Daniel came to us from an emergency shelter so he had NOTHING with him. Before we could even take him home we had to stop and get him diaper, formula and a couple of outfits. I loved that first shopping trip with Daniel. He fell asleep in my arms and drooled all over my shoulder. Everyone we passed looked at Daniel and smiled. Then they would look at Jesse and I with confusion. I'm sure they were wondering how it came to be that the two whitest people on the planet came to have this sweet caramel colored baby.

By the time we got home Daniel had started to cry. And fuss. And crab. And then cry some more. The only way I could get him to be quiet was to hold him and bounce him on my hip. (Luckily I have hips built for baby bouncing.) I tried changing and and feeding him even bathing him. Nothing made him happy. The bouncing kept him quiet but I could see that he was still unhappy.

None of us got any sleep that first night. Jesse and I spent the night passing Daniel back and forth and saying things like "What's wrong with him?" and "I don't know, what do you think is wrong with him?" and "I'm getting a bruise on my hip from all this bouncing!"
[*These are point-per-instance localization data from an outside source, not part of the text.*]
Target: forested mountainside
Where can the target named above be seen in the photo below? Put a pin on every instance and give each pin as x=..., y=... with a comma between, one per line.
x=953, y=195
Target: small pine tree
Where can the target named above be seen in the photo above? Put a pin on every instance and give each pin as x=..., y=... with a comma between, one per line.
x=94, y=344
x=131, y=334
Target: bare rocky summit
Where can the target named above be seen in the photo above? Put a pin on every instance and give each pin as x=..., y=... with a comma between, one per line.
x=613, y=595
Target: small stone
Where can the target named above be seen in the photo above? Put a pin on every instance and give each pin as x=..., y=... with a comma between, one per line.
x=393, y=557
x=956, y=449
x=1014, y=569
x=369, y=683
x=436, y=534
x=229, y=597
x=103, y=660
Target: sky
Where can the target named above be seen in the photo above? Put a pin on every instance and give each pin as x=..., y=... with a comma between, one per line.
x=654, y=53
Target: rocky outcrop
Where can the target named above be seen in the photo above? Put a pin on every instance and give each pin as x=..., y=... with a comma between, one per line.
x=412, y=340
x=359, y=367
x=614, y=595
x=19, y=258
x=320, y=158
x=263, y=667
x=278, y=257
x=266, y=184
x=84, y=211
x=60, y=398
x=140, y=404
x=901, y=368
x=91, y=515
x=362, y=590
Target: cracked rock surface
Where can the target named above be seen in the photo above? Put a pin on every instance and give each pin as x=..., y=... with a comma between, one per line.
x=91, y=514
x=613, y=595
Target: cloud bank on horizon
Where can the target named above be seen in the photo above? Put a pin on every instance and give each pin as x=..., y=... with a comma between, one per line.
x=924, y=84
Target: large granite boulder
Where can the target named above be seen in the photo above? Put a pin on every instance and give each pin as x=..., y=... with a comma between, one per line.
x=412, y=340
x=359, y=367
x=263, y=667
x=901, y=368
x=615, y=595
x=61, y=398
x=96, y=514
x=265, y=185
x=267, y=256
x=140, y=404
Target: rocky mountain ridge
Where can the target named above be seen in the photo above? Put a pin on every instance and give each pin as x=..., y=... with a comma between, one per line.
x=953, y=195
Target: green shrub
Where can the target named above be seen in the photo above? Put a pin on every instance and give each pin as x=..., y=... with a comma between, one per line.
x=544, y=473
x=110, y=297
Morning came and Jesse headed to work. I envied him. And I bounced. Around noon I called my mom. "Mom!" I cried. "There's something wrong with this baby! I can't even put him down!"

She laughed. "That's how babies are, they need a lot of attention."

She was wrong though. I had cared for a lot of babies and I had never come across one like this. By the time Jesse got home from work that night the bouncing had stopped working and Daniels cries had turned to full on screams. At one point he fell asleep (I think it was from pure exhaustion) and he started to get a fever. When I took his temp it was nearly 104. We took off the the ER right away.

Not even two days into foster parenting and we were rushing our now lethargic foster child to the ER. As scary as it was Jesse and I laughed about how if we could handle this then we would be able to handle anything else foster care threw at us. If I had known the chain of events this ER visit would set off, I don't think I would have found it so funny.

*not her real name
** not his real name
*** do I even need to tell you that's not her real name?
**** not her real name but far, far kinder than the other things I would like to call her

I swear that all of this eventually leads up to Joseph. Stick with me. Unless this is boring you then don't. And drop me a line so that I know this is boring and I won't keep telling it.

8 comments:

kik said...

I find it very interesting. (and sad, I've always heard foster system is broken....)

I don't know you, but find your stories interesting.

Anonymous said...

I've been a silent reader of your blog for some time now... and NO! it's not boring! Cate

Anonymous said...

I have been reading you for a while but never commented. But, this is an amazing story, and I can't wait for the next installment! Please keep telling.

Beany said...

I know the story and ending and hearing you tell it, no it's not boring.

heathenmommy said...

This is like a good book. In fact, you should write one. I'm on the edge of my seat!

Sam said...

Don't stop! You're getting anon readers out of the woodwork-good job!

Jen said...

kik - Sadly, I think it is very broken and it's kids who really pay the price. Thank you for your kids words.

Cate - Silent reader! I didn't know I had silent readers. Woot!

anonymous - Why thank you. Gosh, all these comments are making me blush.

Beany - I have to admit, I keep wondering if you're going to call me and say that I said too much.

heathenmommy - Thank you, but I don't think I could write a book. I have the attention span of a gnat. Hey, what's that shiny thing over there?

sam - Thanks! I'm enjoying telling the story too so I guess I won't stop.

nell said...

This is so not boring, I love it! It's making me all glad that I'm so behind in my blog reading and I don't have to wait too long for more.